Vanaf 19 maart (naamfeest van Sint
Jozef), werden elke zondag, ten huize van Jef Verreycken, papieren roosjes
gemaakt van dun gekleurd papier en ijzerdraad. Zo’n rooosjeskrans hing men dan op de vooravond van 1 mei over het
Mariabeeld, terwijl het "joenk” volk met carbuur schoot. Elke dag van de meimaand bad Roos ’s avonds
een rozenhoedje voor, aan de kapel.
Maria Verreycken, zus van Jef is
tweede kapelbewaarster. Nog steeds wordt
de kapel aan de binnenkant door haar gekuist.

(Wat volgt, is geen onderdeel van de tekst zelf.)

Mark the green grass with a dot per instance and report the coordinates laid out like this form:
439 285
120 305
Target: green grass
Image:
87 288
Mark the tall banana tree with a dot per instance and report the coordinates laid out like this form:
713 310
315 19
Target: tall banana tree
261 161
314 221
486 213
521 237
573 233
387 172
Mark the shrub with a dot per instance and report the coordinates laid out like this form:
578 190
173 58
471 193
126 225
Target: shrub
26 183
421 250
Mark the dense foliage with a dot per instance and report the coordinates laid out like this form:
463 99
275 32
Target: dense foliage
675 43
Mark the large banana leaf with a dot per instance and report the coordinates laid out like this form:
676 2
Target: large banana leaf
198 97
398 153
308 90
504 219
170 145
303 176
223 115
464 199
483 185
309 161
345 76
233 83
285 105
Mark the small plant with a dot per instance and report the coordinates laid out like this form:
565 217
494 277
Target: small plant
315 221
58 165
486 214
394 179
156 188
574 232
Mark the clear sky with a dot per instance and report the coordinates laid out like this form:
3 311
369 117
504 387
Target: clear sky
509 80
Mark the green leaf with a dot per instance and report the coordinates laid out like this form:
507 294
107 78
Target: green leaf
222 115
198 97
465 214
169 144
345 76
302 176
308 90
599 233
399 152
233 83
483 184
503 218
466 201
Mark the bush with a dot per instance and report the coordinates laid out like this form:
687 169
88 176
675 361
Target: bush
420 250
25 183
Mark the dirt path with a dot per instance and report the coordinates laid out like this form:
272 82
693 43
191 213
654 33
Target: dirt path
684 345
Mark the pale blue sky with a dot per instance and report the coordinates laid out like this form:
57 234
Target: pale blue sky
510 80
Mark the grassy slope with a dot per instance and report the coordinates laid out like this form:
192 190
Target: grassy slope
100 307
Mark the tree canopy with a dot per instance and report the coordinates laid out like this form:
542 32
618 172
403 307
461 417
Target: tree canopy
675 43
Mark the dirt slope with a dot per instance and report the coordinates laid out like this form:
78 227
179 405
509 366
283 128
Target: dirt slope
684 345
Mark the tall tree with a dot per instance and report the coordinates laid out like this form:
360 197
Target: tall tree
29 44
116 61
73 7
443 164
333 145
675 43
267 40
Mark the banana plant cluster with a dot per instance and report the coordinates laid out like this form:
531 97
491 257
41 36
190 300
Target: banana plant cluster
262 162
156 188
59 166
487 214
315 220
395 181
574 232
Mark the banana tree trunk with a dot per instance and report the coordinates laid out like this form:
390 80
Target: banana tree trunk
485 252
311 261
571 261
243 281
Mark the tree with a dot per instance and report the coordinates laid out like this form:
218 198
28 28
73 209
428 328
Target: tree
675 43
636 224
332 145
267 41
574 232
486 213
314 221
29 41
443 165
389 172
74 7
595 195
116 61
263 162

Haar moeder, Elisa Salaets, zorgde er destijds voor dat de kapel een
nieuwe vloer en een nieuwe deur kreeg.
In een krantenartikel vonden we terug
dat de vele mozaieksteentjes in de kapel, voornamelijk komen "uit de
groef”. Dit verwijst naar de steengroeve
die in 1597 reeds vermeld wordt wegens
ontginningen van ijzerzandsteen voor ondermeer de kerken van Langdorp,
Messelbroek en Zichem. De twee beeldjes
in de kapel werden wellicht meegebracht door seizoensarbeiders die in Wallonie
werkten. Rond 1992 werd het OLV BEELD
herschilderd door Jos Van Hoovels.
Ter gelegenheid van de honderdste
verjaardag werd op 30 april 1994 een kaarskensprocessie gehouden met
carbuurschieten. Een paar maanden later,
op vrijdag 12 augustus, werd het dak door een draaiende vrachtwagen opgetild en
enkele centimeters naar achteren geduwd. Ten gevolge hiervan werd een groot stuk van de muur aan de achterzijde
weggeduwd en vertoonden de voorgevel en het interieur een aantal barsten. De schade werd hersteld door Jef Verreycken
en het kapelleke kreeg een nieuwe schilderbeurt voor de herinwijding in mei
1995. De herstellingen gebeurden echter
niet met leem. Om dergelijke ongevallen
te vermijden werden voor de kapel "amsterdammetjes” geplaatst. Sinds deze feesten wordt er terug meer
geofferd, vertelde Maria Verreycken. Op
één jaar tijd werd er zo’n 1000 frank door de offergleuf gestoken.